Trends en ontwikkelingen
Het afgelopen jaar is er opnieuw een groot aantal gemeenten aan de slag gegaan met een laadvisie op lokaal of regionaal niveau voor de verschillende modaliteiten (waaronder ook bestel- en vrachtvoertuigen) en typen laadinfrastructuur (snel laden, regulier, privaat, publiek). In meerdere regio’s is afgelopen jaar een nieuwe concessie gestart of is er een in voorbereiding, zodat ook de komende jaren meer publieke laadpunten kunnen worden uitgerold.
Naast netcongestie signaleert de NAL in de rapportage ook andere knelpunten waaronder de kosten voor elektrisch laden. Door de energiecrisis is er sprake van sterk schommelende prijzen. Elektrisch rijden is economisch gezien minder aantrekkelijk geworden dan het rijden in een brandstofauto. De NAL stelt dat elektrisch rijden financieel aantrekkelijker moet zijn dan rijden op benzine of diesel, en vraagt het kabinet uitdrukkelijk hier maatregelen op te voeren. Ook de transparantie over gehanteerde prijzen bij een laadpunt moet beter.
Energiecrisis maakt het lastiger
Gerbrandy: “Door de energiecrisis is het laden van een auto soms wel twee tot driemaal duurder geworden. Het wegvallen van fiscale stimulering na 2025 en de hogere motorrijtuigenbelasting vanwege het hogere gewicht van elektrische auto’s zal dat effect verder verergeren. Zonder maatregelen die de elektrische auto in verhouding tot de fossiele brandstofmotor financieel aantrekkelijker maken, kunnen de klimaatdoelen van het kabinet ten aanzien van mobiliteit ernstig in gevaar komen.”

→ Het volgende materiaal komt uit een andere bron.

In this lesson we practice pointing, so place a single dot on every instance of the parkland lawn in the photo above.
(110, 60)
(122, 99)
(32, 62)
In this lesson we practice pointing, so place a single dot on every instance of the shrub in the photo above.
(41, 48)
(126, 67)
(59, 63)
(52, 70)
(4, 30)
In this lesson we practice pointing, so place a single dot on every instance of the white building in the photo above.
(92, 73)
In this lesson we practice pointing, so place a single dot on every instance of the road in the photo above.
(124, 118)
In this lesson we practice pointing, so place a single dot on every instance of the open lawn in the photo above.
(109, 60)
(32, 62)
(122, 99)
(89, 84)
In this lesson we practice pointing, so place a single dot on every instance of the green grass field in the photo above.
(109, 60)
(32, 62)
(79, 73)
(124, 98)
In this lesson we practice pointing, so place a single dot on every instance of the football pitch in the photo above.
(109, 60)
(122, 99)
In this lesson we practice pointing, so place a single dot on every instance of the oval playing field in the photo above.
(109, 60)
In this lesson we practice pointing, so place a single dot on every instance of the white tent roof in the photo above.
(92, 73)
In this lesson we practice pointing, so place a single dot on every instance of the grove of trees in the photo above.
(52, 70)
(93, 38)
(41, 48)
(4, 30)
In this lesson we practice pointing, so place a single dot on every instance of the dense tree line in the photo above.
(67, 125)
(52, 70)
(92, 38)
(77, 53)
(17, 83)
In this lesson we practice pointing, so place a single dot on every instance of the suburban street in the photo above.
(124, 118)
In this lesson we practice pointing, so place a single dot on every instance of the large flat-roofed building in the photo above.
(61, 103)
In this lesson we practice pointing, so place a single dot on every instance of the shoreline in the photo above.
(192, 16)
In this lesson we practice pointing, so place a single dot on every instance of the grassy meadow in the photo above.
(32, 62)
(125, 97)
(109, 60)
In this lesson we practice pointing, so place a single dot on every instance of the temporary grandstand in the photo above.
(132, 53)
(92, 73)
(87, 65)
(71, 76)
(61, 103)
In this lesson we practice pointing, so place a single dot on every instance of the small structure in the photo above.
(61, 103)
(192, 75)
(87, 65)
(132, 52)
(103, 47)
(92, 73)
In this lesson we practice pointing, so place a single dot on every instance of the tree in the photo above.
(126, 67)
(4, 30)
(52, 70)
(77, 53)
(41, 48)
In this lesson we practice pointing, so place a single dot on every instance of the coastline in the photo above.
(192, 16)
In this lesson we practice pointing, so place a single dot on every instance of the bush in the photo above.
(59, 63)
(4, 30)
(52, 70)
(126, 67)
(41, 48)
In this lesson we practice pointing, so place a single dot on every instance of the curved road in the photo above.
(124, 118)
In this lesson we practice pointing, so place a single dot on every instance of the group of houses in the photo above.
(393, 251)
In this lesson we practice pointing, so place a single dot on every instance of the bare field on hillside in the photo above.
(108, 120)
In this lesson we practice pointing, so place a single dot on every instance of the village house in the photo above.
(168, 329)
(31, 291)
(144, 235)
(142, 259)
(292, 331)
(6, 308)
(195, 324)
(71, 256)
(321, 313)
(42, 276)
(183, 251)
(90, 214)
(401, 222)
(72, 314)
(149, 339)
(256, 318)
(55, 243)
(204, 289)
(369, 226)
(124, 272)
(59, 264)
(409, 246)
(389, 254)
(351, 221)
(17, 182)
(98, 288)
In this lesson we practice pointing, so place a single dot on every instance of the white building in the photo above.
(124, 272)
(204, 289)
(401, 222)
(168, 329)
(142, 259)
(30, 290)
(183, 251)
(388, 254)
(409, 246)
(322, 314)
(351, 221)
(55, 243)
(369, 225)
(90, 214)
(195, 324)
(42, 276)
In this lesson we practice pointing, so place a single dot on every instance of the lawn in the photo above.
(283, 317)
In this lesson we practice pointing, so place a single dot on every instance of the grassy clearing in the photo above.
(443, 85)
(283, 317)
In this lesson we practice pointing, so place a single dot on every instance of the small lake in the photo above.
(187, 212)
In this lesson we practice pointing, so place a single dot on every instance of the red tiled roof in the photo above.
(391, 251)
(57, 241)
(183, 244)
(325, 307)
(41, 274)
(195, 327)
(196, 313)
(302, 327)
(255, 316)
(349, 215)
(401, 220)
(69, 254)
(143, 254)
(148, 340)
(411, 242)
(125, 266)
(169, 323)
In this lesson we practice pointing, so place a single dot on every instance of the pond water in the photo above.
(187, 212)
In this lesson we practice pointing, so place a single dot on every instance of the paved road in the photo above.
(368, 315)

Een ander knelpunt volgens de NAL is elektrificatie van de logistieke sector. Naast de eerder genoemde netcongestie zijn de huidige hoge aanschafkosten van elektrisch materieel, lange levertijden van elektrische vrachtwagens en de aanleg van voldoende laadinfrastructuur voor zwaar vervoer een punt van zorg. De NAL werkt aan oplossingen om de overstap voor ondernemers verder te vergemakkelijken, met hulp vanuit het Rijk.